A second arrow skewered her gut. “You think this is a…crush?”
“I don’t know what to believe. It happened so fast, and the more I have of you, the more I want.” He lifted his hand, then let it fall. “I can’t trust any kind of irresistible urge.”
Her spine stiffened, one vertebra at a time. “You’re putting me in the same class as a bottle of rotgut whiskey.”
“More like hundred-dollar tequila. I’m not sure if you’re more dangerous when you’re smoothing me out, or when you’re setting me on fire. But I won’t let myself make any promises until I’m sure. I owe that to both of us.”
“And I’m supposed to hang around until you figure it out.”
He picked a
t the carpet, eyes downcast. “If you think it’s worth the trouble.”
If you think I’m worth it. That silent plea, etched into the stark lines of his face, was all that kept her from heaving the book at his head. All around him, hands were snatching at those reins he’d been gripping for so long. Meanwhile, Carma was in the process of rearranging her own boundaries, without a map. It was a lousy time for either of them to fall into a new relationship.
But like he’d said, it was too late to turn back now.
That didn’t mean she had to let him dictate all the rules, though, so she said, “I have to think about it.”
“That’s fair.” He stood, surveyed the interior of the van, and took note of her pajamas. “You actually hate the apartment so much you’d rather sleep in the parking lot?”
“I prefer my own bed. And since my new phone is finally ready and I got my new debit card in the mail today, I’m going out after work tomorrow to scout campgrounds.”
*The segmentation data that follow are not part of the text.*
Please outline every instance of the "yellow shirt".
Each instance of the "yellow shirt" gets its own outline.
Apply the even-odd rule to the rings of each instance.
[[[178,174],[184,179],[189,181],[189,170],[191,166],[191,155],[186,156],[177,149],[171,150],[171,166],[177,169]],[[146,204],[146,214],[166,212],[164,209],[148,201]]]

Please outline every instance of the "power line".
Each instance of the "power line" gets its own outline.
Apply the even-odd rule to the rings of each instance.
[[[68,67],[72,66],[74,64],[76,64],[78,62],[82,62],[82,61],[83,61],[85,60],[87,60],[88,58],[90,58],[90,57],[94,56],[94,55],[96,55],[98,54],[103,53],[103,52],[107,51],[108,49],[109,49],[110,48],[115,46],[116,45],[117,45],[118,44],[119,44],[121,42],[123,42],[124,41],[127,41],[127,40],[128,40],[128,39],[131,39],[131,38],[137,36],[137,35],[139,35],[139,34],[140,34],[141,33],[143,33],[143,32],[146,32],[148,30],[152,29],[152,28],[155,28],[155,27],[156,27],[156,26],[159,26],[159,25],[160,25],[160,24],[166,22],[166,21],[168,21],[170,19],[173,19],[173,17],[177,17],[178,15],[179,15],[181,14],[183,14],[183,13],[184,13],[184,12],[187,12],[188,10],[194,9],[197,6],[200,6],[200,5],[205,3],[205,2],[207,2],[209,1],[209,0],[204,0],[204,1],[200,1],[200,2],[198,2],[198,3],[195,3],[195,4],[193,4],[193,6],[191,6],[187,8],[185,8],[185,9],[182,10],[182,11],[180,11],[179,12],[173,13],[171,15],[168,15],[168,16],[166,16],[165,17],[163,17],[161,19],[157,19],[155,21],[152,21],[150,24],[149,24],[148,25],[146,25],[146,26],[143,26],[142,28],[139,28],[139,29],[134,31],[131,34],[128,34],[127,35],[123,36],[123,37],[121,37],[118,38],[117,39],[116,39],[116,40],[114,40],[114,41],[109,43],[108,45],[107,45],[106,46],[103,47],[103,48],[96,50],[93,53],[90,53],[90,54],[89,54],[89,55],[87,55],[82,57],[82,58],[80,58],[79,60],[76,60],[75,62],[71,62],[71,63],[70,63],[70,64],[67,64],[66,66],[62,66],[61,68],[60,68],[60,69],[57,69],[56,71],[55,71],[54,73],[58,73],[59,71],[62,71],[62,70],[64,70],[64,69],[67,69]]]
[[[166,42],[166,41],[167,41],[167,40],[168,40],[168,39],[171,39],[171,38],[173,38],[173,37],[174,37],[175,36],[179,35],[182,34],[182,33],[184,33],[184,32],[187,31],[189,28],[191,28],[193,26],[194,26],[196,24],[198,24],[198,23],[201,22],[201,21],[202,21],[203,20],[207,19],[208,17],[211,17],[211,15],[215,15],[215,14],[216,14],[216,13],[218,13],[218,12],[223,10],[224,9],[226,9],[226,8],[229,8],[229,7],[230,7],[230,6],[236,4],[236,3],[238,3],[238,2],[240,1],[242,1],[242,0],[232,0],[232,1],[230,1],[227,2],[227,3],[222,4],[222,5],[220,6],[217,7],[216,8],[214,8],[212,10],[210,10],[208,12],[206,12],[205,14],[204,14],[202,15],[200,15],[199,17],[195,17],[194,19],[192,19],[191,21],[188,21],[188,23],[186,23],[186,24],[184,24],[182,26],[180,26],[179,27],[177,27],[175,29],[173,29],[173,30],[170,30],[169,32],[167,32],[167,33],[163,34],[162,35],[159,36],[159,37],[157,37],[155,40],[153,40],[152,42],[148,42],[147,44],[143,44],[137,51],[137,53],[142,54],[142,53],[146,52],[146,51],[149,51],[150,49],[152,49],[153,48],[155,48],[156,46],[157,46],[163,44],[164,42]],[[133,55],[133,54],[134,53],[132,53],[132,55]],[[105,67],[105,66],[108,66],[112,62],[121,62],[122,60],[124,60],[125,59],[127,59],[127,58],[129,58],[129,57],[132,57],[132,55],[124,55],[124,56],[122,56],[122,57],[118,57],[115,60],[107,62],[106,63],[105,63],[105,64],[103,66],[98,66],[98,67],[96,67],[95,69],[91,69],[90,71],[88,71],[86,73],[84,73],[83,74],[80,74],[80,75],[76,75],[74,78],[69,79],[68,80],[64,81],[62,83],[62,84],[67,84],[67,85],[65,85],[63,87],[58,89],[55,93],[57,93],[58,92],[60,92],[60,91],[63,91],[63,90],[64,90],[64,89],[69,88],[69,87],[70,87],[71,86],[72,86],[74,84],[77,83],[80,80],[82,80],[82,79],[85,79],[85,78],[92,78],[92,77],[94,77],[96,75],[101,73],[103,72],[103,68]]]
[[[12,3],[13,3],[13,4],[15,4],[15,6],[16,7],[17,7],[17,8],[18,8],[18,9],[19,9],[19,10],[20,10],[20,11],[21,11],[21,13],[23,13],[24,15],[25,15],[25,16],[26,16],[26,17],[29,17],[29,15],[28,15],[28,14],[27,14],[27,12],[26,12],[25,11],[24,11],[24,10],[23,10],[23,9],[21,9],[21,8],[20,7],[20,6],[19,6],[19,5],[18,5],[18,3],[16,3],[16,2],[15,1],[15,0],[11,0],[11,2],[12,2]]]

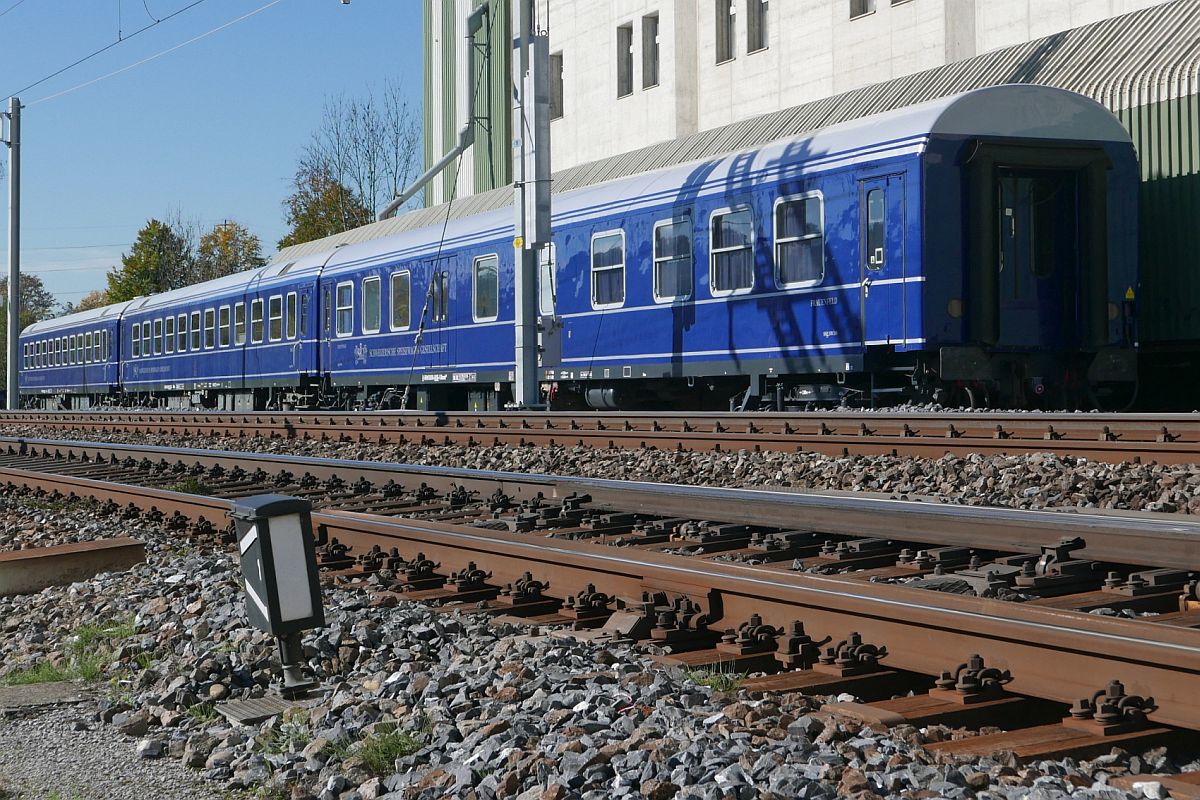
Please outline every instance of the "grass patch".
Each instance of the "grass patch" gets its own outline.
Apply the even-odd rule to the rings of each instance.
[[[133,618],[82,625],[71,634],[65,650],[66,660],[43,661],[28,669],[11,672],[4,678],[10,686],[50,684],[60,680],[100,680],[104,664],[113,658],[113,645],[136,633]]]
[[[424,746],[420,736],[392,728],[361,739],[356,754],[372,775],[391,775],[397,758],[412,756]]]
[[[742,687],[742,684],[746,682],[745,673],[733,672],[724,667],[686,669],[684,678],[697,686],[708,686],[715,692],[736,692]]]
[[[212,487],[194,475],[188,475],[184,480],[176,481],[170,486],[164,486],[163,488],[168,492],[181,492],[182,494],[212,494]]]

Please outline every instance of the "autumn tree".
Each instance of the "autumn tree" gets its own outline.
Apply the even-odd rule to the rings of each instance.
[[[416,109],[398,83],[378,95],[325,100],[284,201],[290,230],[280,247],[362,225],[419,174]]]
[[[194,277],[196,254],[187,239],[166,222],[150,219],[138,231],[121,266],[108,271],[109,302],[176,289]]]
[[[200,236],[194,279],[210,281],[265,263],[258,236],[238,222],[223,222]]]

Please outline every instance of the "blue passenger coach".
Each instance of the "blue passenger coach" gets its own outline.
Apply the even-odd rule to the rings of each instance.
[[[1135,373],[1136,192],[1108,110],[1010,85],[554,194],[545,398],[1090,402]],[[509,210],[310,251],[125,309],[121,391],[227,408],[511,397]],[[199,319],[186,368],[160,372],[180,355],[154,350],[160,315],[162,336]]]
His frown made an immediate return. “I don’t like the idea of you staying somewhere alone.”
“What do you think I’ve been doing ever since I left Montana?”
He shook her off. “Give me a day or two. I’ll find something better.”
A place he chose, that met his standards. She was on the verge of telling him what to do with his orders when she realized this wasn’t just Gil being arrogant. At a time when change was threatening every part of his life, he needed to maintain some control. Carma could give him at least that much, considering she had brought the clamoring horde to his door.
“Fine. I’ll wait until the weekend.”
“Thank you.” He stood for a moment, as if he couldn’t figure out how to leave—or didn’t want to. Then he gave the side of the van a gentle slap. “Sleep tight. I’ll see you in the morning.”
Before Carma could answer, he slid the door shut with a decisive thunk. A few seconds later he cupped his hands against the bubble window beside her head. “Lock the doors!”
She doubted he could see her through the smoked plexiglass, but she waved a stiff middle finger at him anyway. Then she grabbed the cheap cell phone and called Bing. “I need to vent.”